Yes, particularly in mothballs and certain deodorizers.
Is naphthalene harmful to humans?
Yes, it can cause skin and eye irritation and may be harmful when inhaled.
What is the physical appearance of naphthalene?
It usually appears as white crystals.
Does anthracene find application in research laboratories?
Yes, it is utilized in research, especially related to its fluorescence and scintillation properties.
How does anthracene appear physically?
It generally appears as yellow crystals.
Does naphthalene have a characteristic odor?
Yes, it has a strong, distinctive odor.
How is anthracene derived industrially?
It is typically derived from coal tar.
Are naphthalene and anthracene considered polycyclic aromatic hydrocarbons?

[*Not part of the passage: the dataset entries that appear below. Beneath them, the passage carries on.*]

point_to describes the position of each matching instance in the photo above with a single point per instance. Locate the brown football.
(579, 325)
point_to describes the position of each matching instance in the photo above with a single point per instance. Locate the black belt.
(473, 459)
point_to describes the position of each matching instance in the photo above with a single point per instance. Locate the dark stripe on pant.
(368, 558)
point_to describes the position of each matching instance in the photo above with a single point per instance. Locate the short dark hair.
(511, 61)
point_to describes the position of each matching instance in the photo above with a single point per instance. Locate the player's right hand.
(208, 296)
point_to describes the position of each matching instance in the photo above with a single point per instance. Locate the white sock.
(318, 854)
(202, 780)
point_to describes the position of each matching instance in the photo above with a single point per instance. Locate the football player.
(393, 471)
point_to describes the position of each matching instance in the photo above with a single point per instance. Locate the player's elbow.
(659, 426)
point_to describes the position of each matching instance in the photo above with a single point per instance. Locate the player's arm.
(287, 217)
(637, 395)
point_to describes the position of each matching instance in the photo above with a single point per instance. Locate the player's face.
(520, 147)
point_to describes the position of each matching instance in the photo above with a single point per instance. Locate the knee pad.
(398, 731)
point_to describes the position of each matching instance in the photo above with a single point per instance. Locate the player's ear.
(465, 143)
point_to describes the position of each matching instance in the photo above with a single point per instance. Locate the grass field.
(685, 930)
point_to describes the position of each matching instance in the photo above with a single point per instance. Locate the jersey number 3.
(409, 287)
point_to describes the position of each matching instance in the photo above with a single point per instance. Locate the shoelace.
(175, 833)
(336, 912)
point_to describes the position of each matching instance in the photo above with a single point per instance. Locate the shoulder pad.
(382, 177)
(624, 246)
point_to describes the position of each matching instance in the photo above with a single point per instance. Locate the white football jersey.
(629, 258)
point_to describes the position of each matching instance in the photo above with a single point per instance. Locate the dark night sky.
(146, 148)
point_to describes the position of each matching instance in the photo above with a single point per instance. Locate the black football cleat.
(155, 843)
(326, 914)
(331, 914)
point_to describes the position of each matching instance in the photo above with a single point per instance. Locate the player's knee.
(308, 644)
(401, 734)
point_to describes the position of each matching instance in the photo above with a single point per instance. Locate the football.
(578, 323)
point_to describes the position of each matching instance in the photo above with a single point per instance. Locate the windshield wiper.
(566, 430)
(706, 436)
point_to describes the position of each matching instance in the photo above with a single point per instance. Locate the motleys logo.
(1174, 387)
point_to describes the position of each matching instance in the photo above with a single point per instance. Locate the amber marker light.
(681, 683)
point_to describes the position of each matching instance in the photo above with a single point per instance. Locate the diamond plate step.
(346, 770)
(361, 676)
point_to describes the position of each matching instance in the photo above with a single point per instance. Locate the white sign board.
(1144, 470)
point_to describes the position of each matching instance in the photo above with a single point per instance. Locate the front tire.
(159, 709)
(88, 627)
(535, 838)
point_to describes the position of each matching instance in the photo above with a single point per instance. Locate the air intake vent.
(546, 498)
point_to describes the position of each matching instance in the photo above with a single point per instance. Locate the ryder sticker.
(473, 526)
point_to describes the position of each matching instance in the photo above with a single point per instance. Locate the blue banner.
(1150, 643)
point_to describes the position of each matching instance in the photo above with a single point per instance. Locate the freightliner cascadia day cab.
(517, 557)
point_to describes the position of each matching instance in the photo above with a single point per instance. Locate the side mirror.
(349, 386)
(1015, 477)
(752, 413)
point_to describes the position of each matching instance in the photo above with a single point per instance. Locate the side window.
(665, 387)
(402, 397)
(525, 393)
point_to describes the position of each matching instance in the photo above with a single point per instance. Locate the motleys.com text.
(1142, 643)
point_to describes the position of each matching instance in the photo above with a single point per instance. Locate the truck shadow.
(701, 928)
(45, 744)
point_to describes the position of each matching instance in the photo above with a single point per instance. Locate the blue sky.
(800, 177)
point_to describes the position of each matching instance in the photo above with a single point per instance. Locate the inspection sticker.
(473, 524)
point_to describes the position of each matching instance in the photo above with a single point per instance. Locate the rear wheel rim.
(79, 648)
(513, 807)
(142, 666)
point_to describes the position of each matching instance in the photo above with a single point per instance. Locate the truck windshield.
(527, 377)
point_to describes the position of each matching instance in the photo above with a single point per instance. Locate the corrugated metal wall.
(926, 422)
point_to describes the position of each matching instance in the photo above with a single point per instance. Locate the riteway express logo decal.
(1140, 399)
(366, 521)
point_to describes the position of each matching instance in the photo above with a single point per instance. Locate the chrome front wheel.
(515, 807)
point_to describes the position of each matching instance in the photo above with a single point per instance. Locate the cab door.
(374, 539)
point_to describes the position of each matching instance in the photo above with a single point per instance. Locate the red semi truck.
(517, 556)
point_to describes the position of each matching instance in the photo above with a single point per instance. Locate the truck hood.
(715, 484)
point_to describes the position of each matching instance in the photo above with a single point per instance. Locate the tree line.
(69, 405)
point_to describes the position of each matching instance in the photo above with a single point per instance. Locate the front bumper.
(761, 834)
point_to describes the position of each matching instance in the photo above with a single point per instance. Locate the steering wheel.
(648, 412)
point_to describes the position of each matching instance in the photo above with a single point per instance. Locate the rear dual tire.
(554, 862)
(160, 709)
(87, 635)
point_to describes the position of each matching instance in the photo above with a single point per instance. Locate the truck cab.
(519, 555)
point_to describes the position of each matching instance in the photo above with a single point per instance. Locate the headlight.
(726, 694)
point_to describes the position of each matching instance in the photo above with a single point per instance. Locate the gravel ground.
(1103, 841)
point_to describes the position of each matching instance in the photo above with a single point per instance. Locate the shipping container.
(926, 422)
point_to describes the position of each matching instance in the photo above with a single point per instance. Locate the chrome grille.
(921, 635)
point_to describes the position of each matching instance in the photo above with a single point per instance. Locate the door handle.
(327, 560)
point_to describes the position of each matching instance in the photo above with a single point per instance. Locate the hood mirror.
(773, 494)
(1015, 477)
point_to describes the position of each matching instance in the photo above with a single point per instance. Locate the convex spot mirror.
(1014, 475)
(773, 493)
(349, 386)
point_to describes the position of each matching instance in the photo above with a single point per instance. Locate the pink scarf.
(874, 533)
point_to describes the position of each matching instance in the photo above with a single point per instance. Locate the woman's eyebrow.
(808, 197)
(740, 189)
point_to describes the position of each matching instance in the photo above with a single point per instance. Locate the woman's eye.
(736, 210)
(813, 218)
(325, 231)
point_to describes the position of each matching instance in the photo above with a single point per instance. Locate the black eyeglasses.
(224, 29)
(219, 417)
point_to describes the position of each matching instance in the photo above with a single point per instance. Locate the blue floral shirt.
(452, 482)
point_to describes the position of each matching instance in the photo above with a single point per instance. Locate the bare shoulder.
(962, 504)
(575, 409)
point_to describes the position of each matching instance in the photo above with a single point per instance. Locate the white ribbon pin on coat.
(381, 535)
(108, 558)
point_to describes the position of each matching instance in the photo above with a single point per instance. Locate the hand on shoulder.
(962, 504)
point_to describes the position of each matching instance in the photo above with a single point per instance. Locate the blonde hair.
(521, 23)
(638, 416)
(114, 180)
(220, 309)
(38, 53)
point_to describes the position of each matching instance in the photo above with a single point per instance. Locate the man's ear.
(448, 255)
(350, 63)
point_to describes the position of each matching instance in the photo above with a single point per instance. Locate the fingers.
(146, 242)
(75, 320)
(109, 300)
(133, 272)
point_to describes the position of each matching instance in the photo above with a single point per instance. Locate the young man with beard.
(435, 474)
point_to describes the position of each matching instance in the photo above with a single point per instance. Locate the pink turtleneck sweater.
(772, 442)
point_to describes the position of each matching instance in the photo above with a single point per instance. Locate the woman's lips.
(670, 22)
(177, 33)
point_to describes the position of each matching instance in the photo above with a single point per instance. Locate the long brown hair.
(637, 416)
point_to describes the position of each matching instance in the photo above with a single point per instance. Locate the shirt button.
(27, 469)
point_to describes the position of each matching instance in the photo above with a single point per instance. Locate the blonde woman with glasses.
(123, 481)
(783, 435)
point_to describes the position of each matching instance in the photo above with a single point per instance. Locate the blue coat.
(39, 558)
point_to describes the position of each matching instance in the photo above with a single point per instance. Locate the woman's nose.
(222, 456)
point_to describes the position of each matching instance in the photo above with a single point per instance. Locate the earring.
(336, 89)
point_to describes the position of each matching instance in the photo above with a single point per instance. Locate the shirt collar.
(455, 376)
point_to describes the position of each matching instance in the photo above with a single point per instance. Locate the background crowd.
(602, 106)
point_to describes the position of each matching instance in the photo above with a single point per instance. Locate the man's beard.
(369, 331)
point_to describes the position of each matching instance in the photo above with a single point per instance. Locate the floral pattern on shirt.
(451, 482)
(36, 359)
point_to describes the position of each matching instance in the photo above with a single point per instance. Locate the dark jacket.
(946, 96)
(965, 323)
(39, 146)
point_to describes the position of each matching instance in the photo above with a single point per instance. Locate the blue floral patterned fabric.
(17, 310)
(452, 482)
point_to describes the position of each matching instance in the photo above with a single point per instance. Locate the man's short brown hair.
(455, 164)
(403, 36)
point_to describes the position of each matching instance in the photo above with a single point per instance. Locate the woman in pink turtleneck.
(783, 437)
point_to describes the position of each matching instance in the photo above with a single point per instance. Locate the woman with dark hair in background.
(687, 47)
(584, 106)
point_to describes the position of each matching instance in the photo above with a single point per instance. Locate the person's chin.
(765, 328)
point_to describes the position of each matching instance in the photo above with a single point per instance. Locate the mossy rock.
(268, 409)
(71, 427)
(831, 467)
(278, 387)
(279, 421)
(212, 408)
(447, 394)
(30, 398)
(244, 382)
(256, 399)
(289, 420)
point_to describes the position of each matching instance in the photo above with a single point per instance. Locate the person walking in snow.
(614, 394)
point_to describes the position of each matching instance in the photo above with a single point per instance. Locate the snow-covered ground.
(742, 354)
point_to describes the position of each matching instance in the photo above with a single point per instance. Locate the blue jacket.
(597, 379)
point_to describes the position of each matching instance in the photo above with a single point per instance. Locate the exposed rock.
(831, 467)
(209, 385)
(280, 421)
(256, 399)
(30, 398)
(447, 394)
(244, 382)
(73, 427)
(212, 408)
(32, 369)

Yes, both are categorized as polycyclic aromatic hydrocarbons.
Share Your Discovery
Tayyaba Rehman is a distinguished writer, currently serving as a primary contributor to askdifference.com. As a researcher in semantics and etymology, Tayyaba's passion for the complexity of languages and their distinctions has found a perfect home on the platform. Tayyaba delves into the intricacies of language, distinguishing between commonly confused words and phrases, thereby providing clarity for readers worldwide.